The revolution and pacts (57). The Bernadotte plan (IV). ‘Murder in Jerusalem'. During the fight for Jewish statehood, extremist military groups often resorted to the use of terrorist tactics. One such instance occurred in 1948 when members of the Jewish underground organisation LEHI (Fighters for the Freedom of Israel) saw Bernadotte's efforts to modify the Palestine partition plan as a threat.
The diehard organisation, which under the leadership of Yitzhak Shamir (who would decades later become Israeli Prime Minister), Dr. Israel Scheib and Nathan Friedman-Yellin, had waged a ‘campaign of personal terror' to force the British out of Palestine, called Bernadotte ‘a British agent who had co-operated with the Nazis in World War II'.

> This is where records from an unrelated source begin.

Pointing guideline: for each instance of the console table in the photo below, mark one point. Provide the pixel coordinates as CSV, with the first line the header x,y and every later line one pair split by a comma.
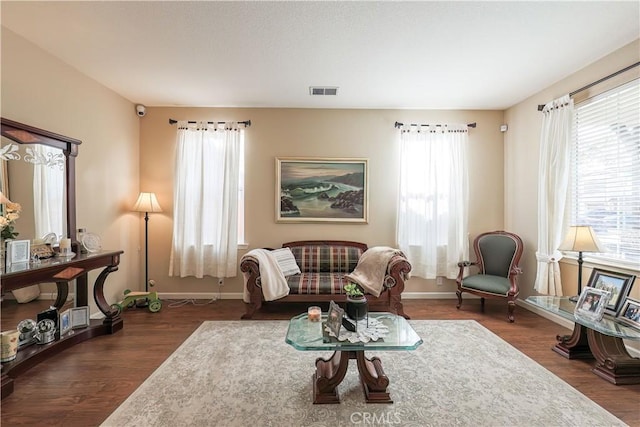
x,y
602,340
61,271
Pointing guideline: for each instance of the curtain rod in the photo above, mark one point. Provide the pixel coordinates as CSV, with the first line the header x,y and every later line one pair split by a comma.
x,y
590,85
247,123
398,125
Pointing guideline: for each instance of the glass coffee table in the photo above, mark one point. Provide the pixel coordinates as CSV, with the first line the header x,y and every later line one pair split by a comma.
x,y
306,335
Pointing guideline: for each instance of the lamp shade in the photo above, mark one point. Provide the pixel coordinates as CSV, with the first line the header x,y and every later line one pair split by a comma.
x,y
581,238
147,202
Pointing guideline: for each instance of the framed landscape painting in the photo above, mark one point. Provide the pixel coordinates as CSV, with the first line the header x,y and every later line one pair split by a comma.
x,y
321,190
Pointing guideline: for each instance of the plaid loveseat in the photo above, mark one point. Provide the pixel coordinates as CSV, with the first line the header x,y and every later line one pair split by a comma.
x,y
323,265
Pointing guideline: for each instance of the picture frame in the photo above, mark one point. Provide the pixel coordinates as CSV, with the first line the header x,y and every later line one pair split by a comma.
x,y
79,317
592,303
42,251
65,322
18,251
619,284
322,190
630,313
334,318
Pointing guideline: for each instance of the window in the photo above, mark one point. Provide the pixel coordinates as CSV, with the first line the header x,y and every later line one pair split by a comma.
x,y
241,240
432,204
605,177
208,214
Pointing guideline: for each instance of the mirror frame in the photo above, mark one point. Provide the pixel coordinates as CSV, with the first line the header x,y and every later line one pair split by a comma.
x,y
26,134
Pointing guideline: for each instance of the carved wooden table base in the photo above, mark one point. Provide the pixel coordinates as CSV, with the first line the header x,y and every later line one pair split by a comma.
x,y
574,346
330,372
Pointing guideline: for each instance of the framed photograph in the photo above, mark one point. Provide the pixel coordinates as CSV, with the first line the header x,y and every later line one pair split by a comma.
x,y
630,313
79,317
592,303
322,190
619,284
334,318
18,251
42,251
65,322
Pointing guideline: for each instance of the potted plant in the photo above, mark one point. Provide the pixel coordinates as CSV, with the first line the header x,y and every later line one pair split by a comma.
x,y
356,307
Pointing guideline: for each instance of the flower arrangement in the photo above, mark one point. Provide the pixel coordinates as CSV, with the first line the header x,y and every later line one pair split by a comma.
x,y
7,219
353,290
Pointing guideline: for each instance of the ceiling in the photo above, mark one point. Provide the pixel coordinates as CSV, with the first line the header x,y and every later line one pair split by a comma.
x,y
422,55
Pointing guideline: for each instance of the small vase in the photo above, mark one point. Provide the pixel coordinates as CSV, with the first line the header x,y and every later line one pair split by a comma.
x,y
357,308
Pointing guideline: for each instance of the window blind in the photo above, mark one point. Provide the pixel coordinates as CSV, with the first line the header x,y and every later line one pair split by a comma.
x,y
605,175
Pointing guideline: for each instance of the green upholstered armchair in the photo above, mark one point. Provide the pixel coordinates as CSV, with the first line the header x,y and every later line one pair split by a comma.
x,y
497,256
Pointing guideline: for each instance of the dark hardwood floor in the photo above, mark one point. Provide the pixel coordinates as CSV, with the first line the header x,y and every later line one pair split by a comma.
x,y
83,385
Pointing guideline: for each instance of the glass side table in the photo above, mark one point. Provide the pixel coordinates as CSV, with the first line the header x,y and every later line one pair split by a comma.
x,y
602,340
306,335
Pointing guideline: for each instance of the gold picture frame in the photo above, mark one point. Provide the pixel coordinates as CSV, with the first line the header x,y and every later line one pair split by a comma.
x,y
322,190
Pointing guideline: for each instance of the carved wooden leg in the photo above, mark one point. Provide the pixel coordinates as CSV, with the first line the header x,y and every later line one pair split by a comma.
x,y
613,362
63,293
329,373
112,321
254,304
373,379
574,346
511,307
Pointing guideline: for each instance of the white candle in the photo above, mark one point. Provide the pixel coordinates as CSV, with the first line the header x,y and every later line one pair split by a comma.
x,y
314,313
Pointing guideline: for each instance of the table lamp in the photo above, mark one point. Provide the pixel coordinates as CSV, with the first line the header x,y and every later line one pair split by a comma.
x,y
147,202
580,238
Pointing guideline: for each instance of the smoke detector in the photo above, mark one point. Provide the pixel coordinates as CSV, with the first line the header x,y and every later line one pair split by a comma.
x,y
323,90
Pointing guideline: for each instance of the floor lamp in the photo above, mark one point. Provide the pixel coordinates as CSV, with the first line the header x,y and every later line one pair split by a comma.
x,y
147,202
580,238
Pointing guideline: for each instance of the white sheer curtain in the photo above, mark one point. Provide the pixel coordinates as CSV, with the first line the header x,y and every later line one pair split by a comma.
x,y
48,192
433,199
553,192
205,200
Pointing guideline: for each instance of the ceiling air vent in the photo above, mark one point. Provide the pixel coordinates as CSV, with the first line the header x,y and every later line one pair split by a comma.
x,y
323,90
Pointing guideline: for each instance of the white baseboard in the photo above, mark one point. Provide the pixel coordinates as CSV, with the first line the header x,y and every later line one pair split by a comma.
x,y
44,296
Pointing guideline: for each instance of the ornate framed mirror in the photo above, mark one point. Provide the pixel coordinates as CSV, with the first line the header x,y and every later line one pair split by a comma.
x,y
46,150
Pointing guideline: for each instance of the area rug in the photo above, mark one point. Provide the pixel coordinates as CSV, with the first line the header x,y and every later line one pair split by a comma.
x,y
242,373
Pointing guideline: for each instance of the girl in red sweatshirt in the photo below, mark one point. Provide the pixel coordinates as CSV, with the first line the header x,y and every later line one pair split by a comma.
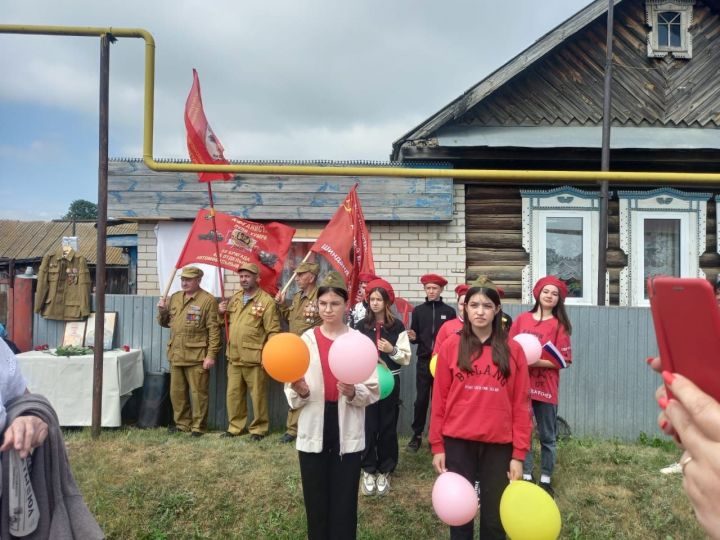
x,y
549,322
480,422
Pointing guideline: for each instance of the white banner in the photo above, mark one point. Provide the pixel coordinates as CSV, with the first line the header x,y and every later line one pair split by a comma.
x,y
171,238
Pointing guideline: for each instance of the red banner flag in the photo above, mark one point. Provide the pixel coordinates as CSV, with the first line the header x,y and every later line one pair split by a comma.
x,y
239,242
203,144
345,243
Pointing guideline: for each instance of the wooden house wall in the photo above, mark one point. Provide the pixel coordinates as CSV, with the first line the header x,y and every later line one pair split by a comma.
x,y
566,87
494,240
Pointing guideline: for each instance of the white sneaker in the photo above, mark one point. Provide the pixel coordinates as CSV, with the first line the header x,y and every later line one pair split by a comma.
x,y
383,483
367,484
675,468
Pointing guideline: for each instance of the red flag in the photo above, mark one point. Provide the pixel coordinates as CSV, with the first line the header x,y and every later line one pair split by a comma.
x,y
345,243
404,309
203,145
239,242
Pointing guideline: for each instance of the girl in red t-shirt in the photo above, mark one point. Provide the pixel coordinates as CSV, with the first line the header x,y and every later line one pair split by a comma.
x,y
549,322
480,422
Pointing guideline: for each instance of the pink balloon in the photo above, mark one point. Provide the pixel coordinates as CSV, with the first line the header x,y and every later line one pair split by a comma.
x,y
531,346
352,358
454,499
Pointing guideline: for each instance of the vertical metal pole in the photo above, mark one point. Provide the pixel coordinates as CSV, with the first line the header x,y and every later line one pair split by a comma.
x,y
605,158
101,234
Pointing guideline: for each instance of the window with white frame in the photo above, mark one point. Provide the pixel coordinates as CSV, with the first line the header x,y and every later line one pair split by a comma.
x,y
662,232
560,233
669,21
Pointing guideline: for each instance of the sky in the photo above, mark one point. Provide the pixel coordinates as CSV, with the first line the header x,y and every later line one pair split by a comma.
x,y
281,79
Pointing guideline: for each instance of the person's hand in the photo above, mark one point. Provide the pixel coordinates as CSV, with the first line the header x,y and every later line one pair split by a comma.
x,y
347,390
25,433
695,417
301,388
515,470
385,346
439,462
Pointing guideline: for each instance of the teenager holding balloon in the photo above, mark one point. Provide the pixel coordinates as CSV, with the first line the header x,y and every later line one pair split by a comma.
x,y
480,423
331,426
380,456
548,321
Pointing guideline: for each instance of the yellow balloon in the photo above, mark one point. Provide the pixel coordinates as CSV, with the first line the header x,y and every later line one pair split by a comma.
x,y
527,512
433,364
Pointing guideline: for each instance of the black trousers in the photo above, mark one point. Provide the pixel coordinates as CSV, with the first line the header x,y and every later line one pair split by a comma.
x,y
330,485
381,448
423,386
487,463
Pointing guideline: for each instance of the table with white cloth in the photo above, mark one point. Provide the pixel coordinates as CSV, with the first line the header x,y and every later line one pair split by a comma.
x,y
66,381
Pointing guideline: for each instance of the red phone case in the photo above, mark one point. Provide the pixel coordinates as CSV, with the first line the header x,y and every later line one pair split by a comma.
x,y
687,327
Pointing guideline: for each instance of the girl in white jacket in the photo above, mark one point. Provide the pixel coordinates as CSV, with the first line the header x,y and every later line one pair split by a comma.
x,y
331,427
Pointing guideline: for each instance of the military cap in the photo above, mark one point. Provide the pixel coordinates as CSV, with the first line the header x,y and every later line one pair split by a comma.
x,y
335,280
313,268
433,278
249,267
191,272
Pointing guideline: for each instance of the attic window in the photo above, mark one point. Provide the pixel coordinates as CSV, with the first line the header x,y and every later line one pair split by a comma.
x,y
669,22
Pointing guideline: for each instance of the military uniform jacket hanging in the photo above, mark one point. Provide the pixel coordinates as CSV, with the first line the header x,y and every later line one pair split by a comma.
x,y
63,291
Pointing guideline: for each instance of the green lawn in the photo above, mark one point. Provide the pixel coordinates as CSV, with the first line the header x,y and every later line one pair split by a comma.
x,y
148,484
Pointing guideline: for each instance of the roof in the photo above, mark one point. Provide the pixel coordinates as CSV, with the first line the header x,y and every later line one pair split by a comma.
x,y
31,240
558,81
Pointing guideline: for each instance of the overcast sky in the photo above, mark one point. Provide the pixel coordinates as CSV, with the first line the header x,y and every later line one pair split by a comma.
x,y
281,79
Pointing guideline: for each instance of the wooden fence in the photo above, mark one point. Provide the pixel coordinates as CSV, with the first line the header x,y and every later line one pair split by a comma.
x,y
607,392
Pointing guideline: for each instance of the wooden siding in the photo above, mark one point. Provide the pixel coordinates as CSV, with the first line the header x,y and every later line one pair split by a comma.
x,y
137,192
566,86
607,392
494,240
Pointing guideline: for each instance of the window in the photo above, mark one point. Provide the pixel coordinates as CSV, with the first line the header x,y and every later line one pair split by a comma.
x,y
669,21
668,29
662,232
560,232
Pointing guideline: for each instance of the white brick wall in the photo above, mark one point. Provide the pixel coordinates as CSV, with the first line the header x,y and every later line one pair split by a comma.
x,y
403,252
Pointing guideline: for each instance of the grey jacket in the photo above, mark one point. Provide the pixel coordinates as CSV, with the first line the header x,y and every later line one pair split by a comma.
x,y
63,513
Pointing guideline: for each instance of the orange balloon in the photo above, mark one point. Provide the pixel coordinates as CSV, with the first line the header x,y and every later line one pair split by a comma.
x,y
286,357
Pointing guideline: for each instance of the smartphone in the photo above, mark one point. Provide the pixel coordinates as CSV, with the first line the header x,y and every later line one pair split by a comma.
x,y
687,327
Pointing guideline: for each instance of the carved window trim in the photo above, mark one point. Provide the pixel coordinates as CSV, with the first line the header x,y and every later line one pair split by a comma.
x,y
537,206
684,8
668,203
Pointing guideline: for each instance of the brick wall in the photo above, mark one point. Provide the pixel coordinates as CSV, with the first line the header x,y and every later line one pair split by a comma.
x,y
403,252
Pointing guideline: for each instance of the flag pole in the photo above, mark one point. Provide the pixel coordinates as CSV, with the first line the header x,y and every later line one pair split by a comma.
x,y
287,285
217,254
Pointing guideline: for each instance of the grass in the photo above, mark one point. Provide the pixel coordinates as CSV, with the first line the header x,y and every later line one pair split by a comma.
x,y
151,485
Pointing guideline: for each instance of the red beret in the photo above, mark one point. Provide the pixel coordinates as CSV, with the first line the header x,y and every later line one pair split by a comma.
x,y
433,278
550,280
366,277
461,289
378,283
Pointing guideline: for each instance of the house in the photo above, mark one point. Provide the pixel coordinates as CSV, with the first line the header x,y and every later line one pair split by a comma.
x,y
543,110
417,225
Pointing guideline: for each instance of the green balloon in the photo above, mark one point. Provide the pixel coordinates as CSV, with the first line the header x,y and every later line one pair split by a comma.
x,y
387,381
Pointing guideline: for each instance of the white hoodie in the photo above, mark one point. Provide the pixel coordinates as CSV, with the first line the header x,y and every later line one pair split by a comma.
x,y
351,414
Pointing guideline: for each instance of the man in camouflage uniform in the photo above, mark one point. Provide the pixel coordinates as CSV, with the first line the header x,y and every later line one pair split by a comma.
x,y
192,317
253,320
301,315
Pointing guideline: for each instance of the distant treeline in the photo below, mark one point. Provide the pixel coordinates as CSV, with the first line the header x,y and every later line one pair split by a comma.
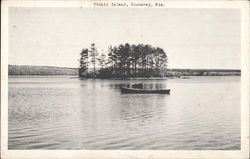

The organisation considered his plan to be a threat to its goal of Israeli independence on both banks of the Jordan River.
LEHI leaders thus decided to get rid of the UN mediator.
Commander Yehoshua Zeitler of the Jerusalem branch of LEHI started training four men to kill Bernadotte, and solicited information from two sympathetic journalists about his schedule. LEHI leaders decided to assassinate Bernadotte while he was on his way to a meeting with Dov Joseph, military governor of Jerusalem's New City, which was scheduled for either 4:30 pm on September 17 or sometime on September 18 (the exact date is disputed).
On September 16, Bernadotte flew to Beirut and spent the day there. At 9:30 a.m. on Friday, September 17, 1948 he boarded his UN Dakota plane for the 45-minute flight to Jerusalem. After arriving in Palestine, Bernadotte's day started with a shot hitting an armoured car in his convoy while he was visiting Ramallah.
No one was hurt and, according to army liaison officer Moshe Hillman, Bernadotte was proud of the bullet hole and showed Hillman the UN flag that had saved him.
As Bernadotte's appointment with Dov Joseph was rescheduled for 6:30 pm that day, he spent time at the official UN headquarters at the Young Men's Christian Association (YMCA) and at Government House, a potential headquarters for a UN mission. He visited the Jerusalem Agricultural School where he picked up French UN observer Andre Seraut who took the centre seat in the UN car, immediately to Bernadotte's left. The three-car convoy then headed back to the YMCA to pick up a copy of the truce regulations before the meeting with Joseph.
Meanwhile, LEHI terrorists adapted their plans to the new meeting time and an Israeli military jeep carrying four assassins was dispatched to Palmeh Street in the Jerusalem neighbourhood of Old Katamon.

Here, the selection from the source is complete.